Friends in Straight Places

One of my biggest fears of coming out as a gay man was the difference in the way I thought I’d be treated, especially by straight men. For the longest time, I was frightened by most of the heterosexual men in my life. I had no real reason to feel this way – it was more of a dangerous generalization I needed to work out.

The men in my strictly Catholic and machismo-fueled Filipino family were not always the most supportive role models for someone unconsciously searching for an ally. The straight guys in my school also did nothing to set my worrisome mind at ease, and while they generally left me alone, I saw the way they taunted others with the f-word. Being a small, slight boy, I had nothing to protect me should the attacks come my way.

Oddly enough, it would be a few straight men who emboldened me with the confidence to come out.
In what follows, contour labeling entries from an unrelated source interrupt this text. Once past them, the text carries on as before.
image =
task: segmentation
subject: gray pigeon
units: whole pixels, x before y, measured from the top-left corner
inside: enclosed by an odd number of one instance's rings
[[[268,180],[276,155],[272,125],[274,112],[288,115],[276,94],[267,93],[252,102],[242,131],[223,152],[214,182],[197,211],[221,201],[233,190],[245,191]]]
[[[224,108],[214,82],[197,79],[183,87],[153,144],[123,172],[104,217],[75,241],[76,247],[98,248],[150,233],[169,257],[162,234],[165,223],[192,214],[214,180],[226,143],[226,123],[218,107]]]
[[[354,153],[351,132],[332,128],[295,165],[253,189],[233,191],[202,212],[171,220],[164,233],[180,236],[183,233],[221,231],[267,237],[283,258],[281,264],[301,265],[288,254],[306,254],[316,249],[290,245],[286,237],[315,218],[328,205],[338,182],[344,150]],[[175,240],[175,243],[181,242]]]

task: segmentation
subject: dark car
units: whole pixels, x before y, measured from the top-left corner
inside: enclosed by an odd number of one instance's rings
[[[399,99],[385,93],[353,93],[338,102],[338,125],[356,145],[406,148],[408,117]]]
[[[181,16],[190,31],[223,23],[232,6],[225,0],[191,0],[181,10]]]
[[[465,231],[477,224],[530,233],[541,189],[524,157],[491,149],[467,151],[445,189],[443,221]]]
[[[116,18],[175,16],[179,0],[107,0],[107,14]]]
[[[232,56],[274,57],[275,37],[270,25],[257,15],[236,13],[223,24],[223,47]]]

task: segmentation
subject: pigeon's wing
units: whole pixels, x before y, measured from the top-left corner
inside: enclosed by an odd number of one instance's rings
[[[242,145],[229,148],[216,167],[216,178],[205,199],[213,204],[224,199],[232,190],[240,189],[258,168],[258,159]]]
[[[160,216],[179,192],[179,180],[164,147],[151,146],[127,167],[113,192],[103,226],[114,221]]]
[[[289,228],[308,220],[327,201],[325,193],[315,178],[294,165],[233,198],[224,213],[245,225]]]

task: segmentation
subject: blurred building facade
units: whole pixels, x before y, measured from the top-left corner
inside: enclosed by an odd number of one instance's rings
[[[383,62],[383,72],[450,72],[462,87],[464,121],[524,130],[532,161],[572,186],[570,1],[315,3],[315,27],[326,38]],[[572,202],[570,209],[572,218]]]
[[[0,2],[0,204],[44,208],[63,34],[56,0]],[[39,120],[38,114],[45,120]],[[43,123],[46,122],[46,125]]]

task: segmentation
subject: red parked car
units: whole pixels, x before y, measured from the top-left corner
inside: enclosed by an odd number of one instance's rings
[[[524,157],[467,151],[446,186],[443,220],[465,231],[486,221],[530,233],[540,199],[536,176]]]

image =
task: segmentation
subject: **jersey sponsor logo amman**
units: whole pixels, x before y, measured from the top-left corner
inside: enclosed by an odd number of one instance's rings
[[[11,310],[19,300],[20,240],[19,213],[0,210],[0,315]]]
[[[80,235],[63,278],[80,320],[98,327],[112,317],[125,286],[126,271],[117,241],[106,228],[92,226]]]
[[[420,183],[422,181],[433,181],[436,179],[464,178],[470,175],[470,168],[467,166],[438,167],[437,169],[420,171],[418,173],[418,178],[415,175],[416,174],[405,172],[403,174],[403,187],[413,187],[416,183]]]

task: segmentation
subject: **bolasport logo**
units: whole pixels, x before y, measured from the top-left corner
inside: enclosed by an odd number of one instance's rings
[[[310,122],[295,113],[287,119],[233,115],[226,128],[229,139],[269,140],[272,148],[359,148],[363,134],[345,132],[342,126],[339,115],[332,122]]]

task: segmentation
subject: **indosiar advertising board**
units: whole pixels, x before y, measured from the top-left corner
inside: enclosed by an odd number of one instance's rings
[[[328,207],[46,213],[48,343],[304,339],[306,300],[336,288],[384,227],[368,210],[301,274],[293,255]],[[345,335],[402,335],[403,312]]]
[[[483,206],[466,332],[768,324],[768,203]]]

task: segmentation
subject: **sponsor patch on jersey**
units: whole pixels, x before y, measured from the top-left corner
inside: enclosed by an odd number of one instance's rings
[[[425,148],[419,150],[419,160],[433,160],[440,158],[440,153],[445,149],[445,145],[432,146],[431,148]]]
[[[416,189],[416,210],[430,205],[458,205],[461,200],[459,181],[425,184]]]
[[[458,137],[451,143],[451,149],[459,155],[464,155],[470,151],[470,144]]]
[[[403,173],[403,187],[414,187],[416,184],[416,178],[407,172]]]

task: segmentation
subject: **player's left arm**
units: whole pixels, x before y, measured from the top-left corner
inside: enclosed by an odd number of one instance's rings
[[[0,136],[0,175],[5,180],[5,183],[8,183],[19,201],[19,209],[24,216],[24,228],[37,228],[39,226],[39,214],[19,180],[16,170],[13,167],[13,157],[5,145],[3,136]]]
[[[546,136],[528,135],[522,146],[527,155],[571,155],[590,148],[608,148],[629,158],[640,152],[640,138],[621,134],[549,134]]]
In the summer of 1997, I was hanging out with Matt and Greg at Structure (the hetero anomalies of my retail world) and Chris in California (the metro anomaly of the rest of the world) – and they accepted me for who I was. My being gay wasn’t a big deal to them, they weren’t uncomfortably curious about any of it, and they let me be myself without judgment, derision, or ridicule. They also had my back, and said as much on several occasions (or I never would have known). They became, over the course of that summer, my closest friends at a time when I was just beginning to come out. Instead of any overt rainbow-flag-waving show of support, they offered their friendship ~ a far more powerful and potent talisman against feelings of inequality.

The importance of straight allies cannot be underestimated. Those men opened my own mind, broadening my wary views on the world, and paved the way for my friendships with other straight men, like Skip and Joe and Wally– some of my closest straight-guy friends, whom I met through their wives and sisters, but who have become friends in their own right. Whether they know it or not, they are my straight allies, and in offering unconditional friendship in return, they give me hope that one day being gay will be a complete non-issue, a simple matter-of-fact facet of one’s life, and a rather minor one at that. I see it in the way they raise their children, and as hard and jaded as I may be, it still inspires a vision of a better world to come.